Austin cocked his head. The light from the window cut in clear and highlighted his strong cheekbones, those big lips. The single earring he wore, a small pearl on a tiny golden chain, glinted in the setting sun.

Fucking gay stars and stripes, I’d never seen a man this attractive before.

Except apparently I had.

Fuckin’ amnesia.

“Huh?” Austin asked.

Oh crap, I said that out loud.

“Fucking amnesia,” I repeated myself. “I hate it. I hate having such a huge chunk of my life just ripped away from me. It’s a weird feeling to explain, because there’s nothing really physical I can compare it to. It’s not like I lost a limb or an eye, but… fuck. I can’t remember you or what happened between us that’s got you seeing red.”

“I’m not—I mean I’m—it’s just…” Austin seemed at a loss for words.

“I can’t remember my accident,” I said, steering the conversation back in the intended direction. “And that really sucked once the speculations started.”

“What were people speculating about?” Austin leaned forward on the table. I wondered if I should lean forward, too, so that I could be close enough for a kiss.

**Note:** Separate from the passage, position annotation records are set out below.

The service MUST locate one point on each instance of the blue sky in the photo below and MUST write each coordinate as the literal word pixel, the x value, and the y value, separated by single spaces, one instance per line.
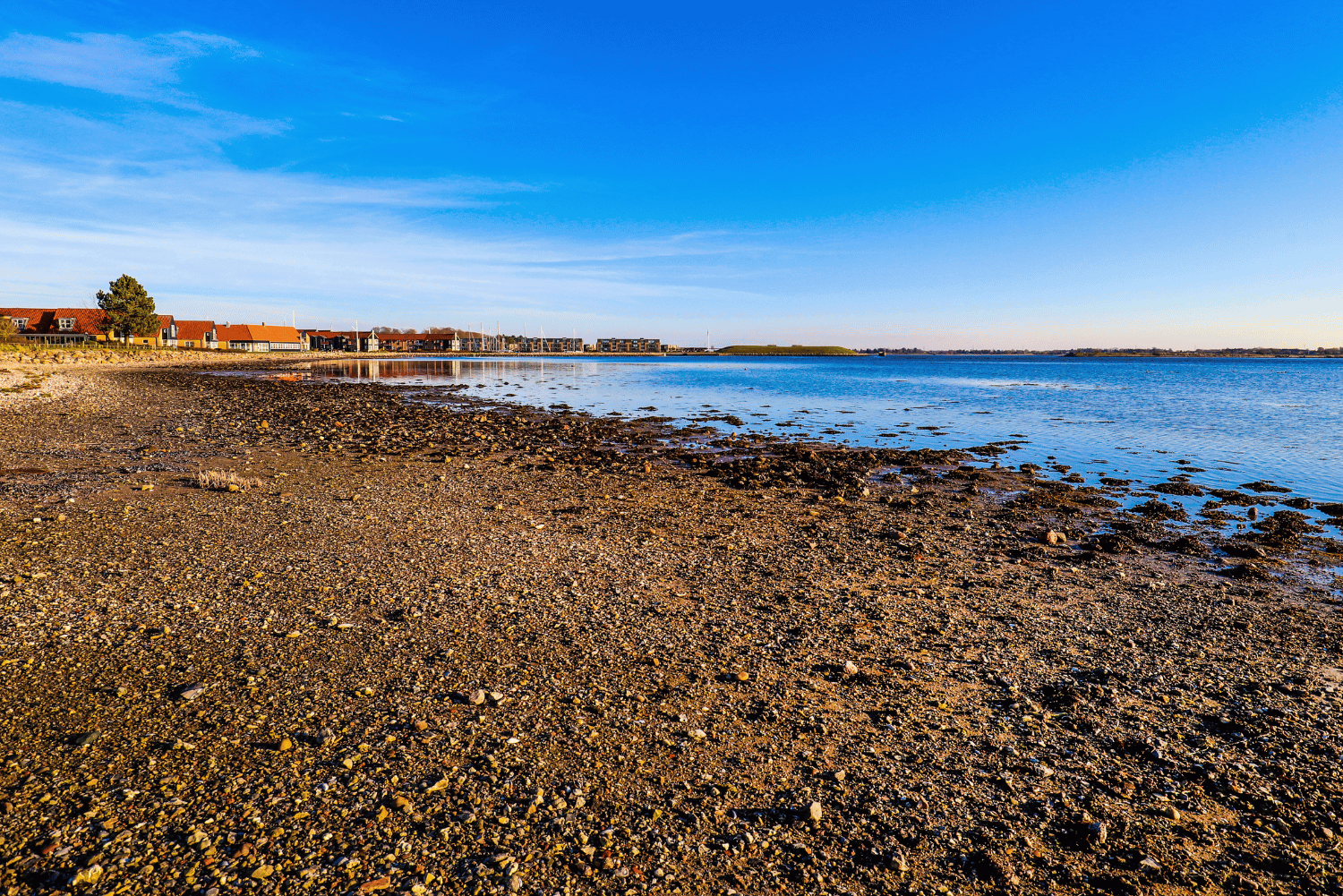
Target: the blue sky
pixel 937 175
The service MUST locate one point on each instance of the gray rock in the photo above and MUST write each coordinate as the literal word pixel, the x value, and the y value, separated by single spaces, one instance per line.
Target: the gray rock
pixel 191 692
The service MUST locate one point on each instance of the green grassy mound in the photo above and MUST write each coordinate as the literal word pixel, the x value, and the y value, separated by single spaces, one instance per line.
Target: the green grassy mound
pixel 784 349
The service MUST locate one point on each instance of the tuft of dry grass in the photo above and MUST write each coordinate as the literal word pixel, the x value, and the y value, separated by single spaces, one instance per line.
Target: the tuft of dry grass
pixel 226 482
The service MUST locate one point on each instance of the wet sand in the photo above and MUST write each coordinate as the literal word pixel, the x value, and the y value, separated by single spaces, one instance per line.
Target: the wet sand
pixel 454 651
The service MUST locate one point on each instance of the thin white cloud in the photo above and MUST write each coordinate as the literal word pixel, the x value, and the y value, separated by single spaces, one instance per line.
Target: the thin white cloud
pixel 113 64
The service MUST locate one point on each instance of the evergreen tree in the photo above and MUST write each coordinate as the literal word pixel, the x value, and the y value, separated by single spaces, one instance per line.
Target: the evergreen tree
pixel 128 309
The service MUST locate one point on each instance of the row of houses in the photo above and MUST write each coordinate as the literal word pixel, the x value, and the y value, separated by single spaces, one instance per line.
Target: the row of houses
pixel 74 325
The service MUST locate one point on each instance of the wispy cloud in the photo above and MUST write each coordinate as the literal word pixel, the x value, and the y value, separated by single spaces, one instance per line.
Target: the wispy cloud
pixel 112 64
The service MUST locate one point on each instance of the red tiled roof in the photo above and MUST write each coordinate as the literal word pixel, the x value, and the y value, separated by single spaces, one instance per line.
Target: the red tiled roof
pixel 258 333
pixel 46 320
pixel 193 330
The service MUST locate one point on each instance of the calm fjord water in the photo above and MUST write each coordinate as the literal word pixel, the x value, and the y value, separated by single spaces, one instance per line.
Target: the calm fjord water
pixel 1136 418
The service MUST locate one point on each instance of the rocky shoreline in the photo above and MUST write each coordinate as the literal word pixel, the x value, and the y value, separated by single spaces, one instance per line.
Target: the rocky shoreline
pixel 462 651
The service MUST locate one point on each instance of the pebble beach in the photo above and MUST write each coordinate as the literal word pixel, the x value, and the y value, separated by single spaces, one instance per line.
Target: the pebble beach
pixel 454 649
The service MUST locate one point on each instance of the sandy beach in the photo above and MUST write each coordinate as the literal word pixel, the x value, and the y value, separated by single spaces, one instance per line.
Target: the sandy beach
pixel 461 651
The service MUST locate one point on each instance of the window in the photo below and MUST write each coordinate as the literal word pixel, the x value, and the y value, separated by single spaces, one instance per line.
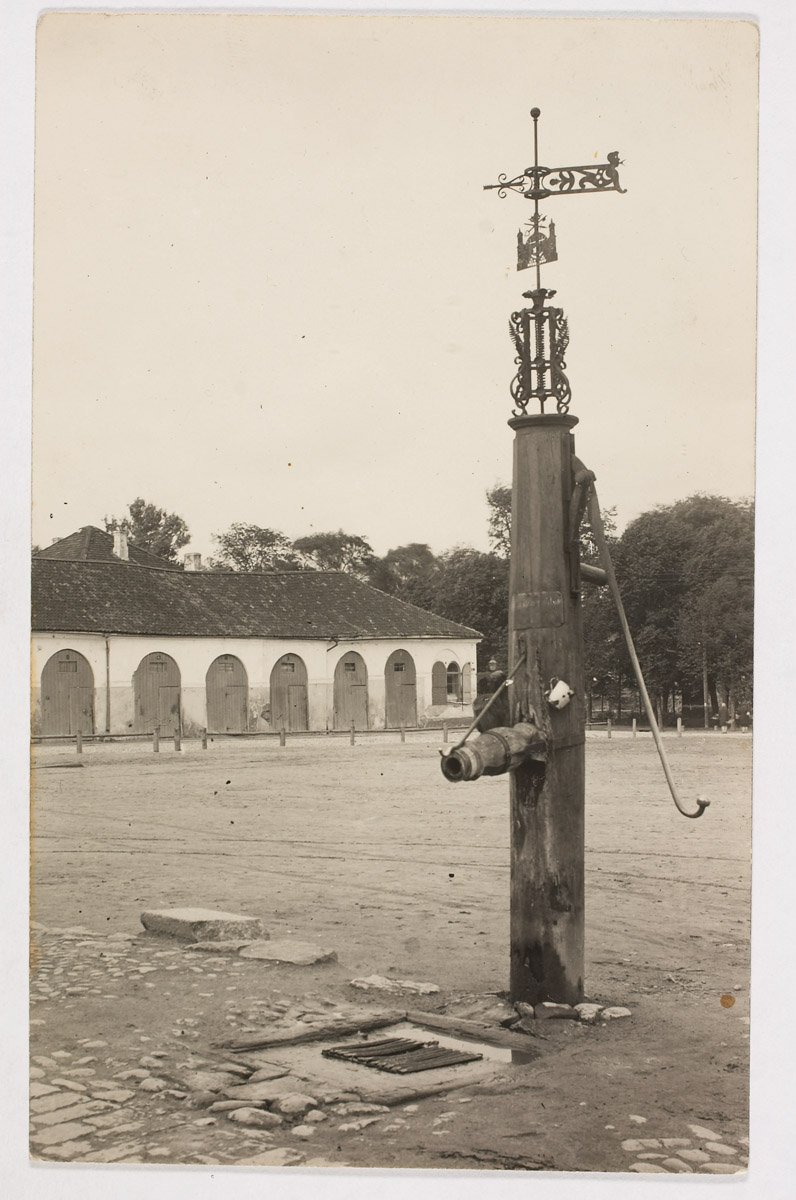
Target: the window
pixel 454 683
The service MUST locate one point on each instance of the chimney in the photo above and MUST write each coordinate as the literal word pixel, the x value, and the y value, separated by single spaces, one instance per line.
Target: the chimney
pixel 120 544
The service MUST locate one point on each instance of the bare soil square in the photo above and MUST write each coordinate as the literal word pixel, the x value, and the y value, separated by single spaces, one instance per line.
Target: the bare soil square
pixel 367 851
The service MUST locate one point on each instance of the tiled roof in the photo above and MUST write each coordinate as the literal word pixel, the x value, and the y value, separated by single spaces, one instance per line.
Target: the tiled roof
pixel 125 598
pixel 93 545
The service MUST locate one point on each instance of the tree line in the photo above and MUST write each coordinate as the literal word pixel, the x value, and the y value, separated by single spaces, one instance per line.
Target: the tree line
pixel 686 573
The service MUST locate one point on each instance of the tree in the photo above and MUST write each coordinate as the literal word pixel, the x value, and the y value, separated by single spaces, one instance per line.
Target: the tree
pixel 154 529
pixel 408 573
pixel 473 589
pixel 498 499
pixel 250 547
pixel 335 552
pixel 686 576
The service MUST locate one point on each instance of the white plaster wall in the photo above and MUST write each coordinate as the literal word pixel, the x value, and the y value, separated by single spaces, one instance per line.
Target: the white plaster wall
pixel 193 655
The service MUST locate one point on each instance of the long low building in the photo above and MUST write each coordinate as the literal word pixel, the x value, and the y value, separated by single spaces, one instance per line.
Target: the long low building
pixel 121 646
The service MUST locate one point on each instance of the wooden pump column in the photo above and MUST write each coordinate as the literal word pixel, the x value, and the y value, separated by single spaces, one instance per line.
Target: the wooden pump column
pixel 548 799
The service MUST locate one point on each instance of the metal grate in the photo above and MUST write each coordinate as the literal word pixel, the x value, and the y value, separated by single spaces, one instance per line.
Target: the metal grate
pixel 401 1055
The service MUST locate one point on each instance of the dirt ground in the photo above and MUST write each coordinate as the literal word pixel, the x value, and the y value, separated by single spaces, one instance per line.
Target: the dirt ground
pixel 367 851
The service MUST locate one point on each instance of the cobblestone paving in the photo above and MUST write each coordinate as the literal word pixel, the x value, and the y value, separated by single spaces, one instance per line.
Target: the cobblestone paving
pixel 166 1103
pixel 173 1098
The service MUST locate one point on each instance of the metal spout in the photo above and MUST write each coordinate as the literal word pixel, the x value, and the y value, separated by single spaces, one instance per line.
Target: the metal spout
pixel 494 753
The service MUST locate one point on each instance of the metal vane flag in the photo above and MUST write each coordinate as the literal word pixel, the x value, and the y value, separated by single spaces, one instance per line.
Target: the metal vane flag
pixel 540 334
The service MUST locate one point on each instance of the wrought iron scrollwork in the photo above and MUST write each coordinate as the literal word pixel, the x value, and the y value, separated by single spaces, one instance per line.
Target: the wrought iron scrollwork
pixel 540 336
pixel 537 183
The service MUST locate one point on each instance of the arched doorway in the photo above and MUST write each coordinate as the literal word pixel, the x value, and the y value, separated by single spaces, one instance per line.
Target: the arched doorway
pixel 227 690
pixel 289 695
pixel 400 691
pixel 351 693
pixel 67 695
pixel 156 695
pixel 440 684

I resisted the urge, although it didn’t disappear.

“You know how small towns are. People talk, and they talk fast. I probably hadn’t even hit the ground yet and rumors were already being spread. Some people said I was on drugs, although a simple look at my test results would show that’s false. The one rumor that did pick up steam was that whatever happened wasn’t an accident. That one, well, I can’t really confirm or deny. I don’t even know why I was up there in the first place.”

Austin’s eyes narrowed into slits. “You think there’s a possibility that someone hurt you on purpose?”

I shrugged. My chest felt heavy, and my palms grew clammy. “It’s something I’ve thought about, a lot. But there’s no point. I can’t fucking remember. And the more I try thinking about it, the angrier I get. Like I want to punch at that dark spot in my brain and just get through to the other side.” I took another huge drink of the shake.

“Fuck… Char. If I had known.”

There it was again. My nickname.

“I would have come back,” Austin said, leaning back in the chair. Behind him, the bar was filling up with regulars.

A question popped into the forefront of my thoughts and burned its way to my lips. “What made you leave?”

Austin looked down at his loosely fisted hands. I followed his gaze, admiring his hands for a moment, thinking that they’d fit so perfectly in mine.

Wondering if they ever had?

“We’ve been through some shit, Charlie… I don’t even know where to begin. I’m—I never imagined this would be how we reunited. I thought I’d come back to Blue Creek and we’d avoid each other like the bubonic plague until we couldn’t take it anymore and wind up in a shouting match that could only end in a kiss.”

My brows drew up at that. “We’ve got that much of a past?”

Austin looked at me and nodded, his gaze holding a somberness that sparked with something else. The residual anger that he was talking about? It was beginning to upset me. I couldn’t remember a sliver of what went down between us, no matter how hard I racked my brain.